West isn’t unique in that regard. In other communities impacted by disaster, first-responders report Christian groups overcoming differences to help victims, said Harry Rowland, former coordinator of the North American Baptist Fellowship’s disaster response network.
Christians seem to forget their denominational identities and disagreements when people are hit hard by disaster, Rowland said. “Once on the ground, all of that self-identification seems to fall away, people work together, friendships develop and resources are shared,” he said. “It’s a beautiful portrait of what you wish the rest of our work would be like.”
Why does this always seem to be the case? Rowland has a theory: “disasters help us reprioritize.”
That happens when the intellectual part of faith with its firmly held doctrinal beliefs and theological bottom lines suddenly meets the heart-felt acceptance of Christ, Rowland said.
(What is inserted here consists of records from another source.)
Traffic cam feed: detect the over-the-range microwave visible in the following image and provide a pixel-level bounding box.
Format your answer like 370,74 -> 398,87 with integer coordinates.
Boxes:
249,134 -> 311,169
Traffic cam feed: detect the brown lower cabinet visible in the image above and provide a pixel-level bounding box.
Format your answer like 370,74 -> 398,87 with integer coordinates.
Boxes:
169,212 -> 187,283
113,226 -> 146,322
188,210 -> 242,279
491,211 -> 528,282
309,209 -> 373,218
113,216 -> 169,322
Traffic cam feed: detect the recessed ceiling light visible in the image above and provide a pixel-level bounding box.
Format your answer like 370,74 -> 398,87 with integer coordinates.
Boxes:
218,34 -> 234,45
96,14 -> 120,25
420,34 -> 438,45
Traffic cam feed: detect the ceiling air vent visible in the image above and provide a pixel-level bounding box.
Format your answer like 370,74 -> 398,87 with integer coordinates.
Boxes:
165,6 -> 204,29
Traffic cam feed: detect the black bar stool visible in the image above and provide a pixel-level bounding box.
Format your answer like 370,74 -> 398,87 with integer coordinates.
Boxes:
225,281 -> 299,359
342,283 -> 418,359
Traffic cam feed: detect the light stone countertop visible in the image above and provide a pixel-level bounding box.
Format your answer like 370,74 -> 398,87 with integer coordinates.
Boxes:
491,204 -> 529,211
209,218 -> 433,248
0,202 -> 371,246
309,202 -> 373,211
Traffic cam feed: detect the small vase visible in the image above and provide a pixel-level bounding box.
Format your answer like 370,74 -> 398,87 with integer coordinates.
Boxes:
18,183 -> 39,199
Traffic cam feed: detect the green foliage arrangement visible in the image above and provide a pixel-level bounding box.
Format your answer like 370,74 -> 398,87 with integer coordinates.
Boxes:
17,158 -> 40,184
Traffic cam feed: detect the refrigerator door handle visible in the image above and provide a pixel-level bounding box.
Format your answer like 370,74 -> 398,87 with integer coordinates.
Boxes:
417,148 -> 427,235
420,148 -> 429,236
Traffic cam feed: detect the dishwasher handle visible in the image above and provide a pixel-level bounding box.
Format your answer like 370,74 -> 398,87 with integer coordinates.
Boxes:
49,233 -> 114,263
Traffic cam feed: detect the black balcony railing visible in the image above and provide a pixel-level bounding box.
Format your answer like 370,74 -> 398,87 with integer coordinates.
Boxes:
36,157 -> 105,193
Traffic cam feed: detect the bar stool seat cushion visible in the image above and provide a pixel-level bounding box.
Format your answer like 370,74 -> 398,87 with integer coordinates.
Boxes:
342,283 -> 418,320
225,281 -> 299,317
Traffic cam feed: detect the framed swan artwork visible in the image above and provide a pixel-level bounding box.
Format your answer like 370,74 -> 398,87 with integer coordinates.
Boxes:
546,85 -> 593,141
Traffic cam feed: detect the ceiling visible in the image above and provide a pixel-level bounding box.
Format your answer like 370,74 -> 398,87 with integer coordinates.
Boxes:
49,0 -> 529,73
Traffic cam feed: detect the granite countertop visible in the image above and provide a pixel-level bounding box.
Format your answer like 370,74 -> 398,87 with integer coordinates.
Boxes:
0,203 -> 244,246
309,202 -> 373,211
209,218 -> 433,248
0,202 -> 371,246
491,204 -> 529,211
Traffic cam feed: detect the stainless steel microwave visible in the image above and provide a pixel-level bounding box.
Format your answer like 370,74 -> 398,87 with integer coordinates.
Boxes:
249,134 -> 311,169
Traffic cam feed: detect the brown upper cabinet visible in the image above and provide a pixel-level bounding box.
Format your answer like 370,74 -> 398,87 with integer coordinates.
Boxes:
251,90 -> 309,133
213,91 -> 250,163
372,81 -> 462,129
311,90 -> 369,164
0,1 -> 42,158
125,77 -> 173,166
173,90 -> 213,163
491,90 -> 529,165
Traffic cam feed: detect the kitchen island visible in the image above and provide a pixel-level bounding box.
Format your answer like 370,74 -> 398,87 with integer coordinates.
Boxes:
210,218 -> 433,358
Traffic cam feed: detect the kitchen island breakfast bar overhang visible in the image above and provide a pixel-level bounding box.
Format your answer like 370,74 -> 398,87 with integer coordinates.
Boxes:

In a disaster setting “there’s an experience where you really are the presence of Christ, and that disaster experience connects the head and the heart – and the heart usually wins.”
And that’s an especially important moment for Baptists, said Erin Conaway, pastor of Seventh and James Baptist Church in Waco, Texas.
“This is who we have always been as Baptists – that we don’t have to agree on everything to work together,” said Conaway, whose congregation is participating in the “Loving West” campaign this week. “Here we still have that common calling with our sleeves rolled up and getting to work.”
First Baptist’s Associate Pastor Phil Immicke said he’s been encouraged at seeing BGCT members working alongside those from Southern Baptists of Texas Convention, a group of churches that separated from Texas Baptists over biblical inerrancy in 1998.
“The politics are out,” Immicke said. “It’s about helping people.”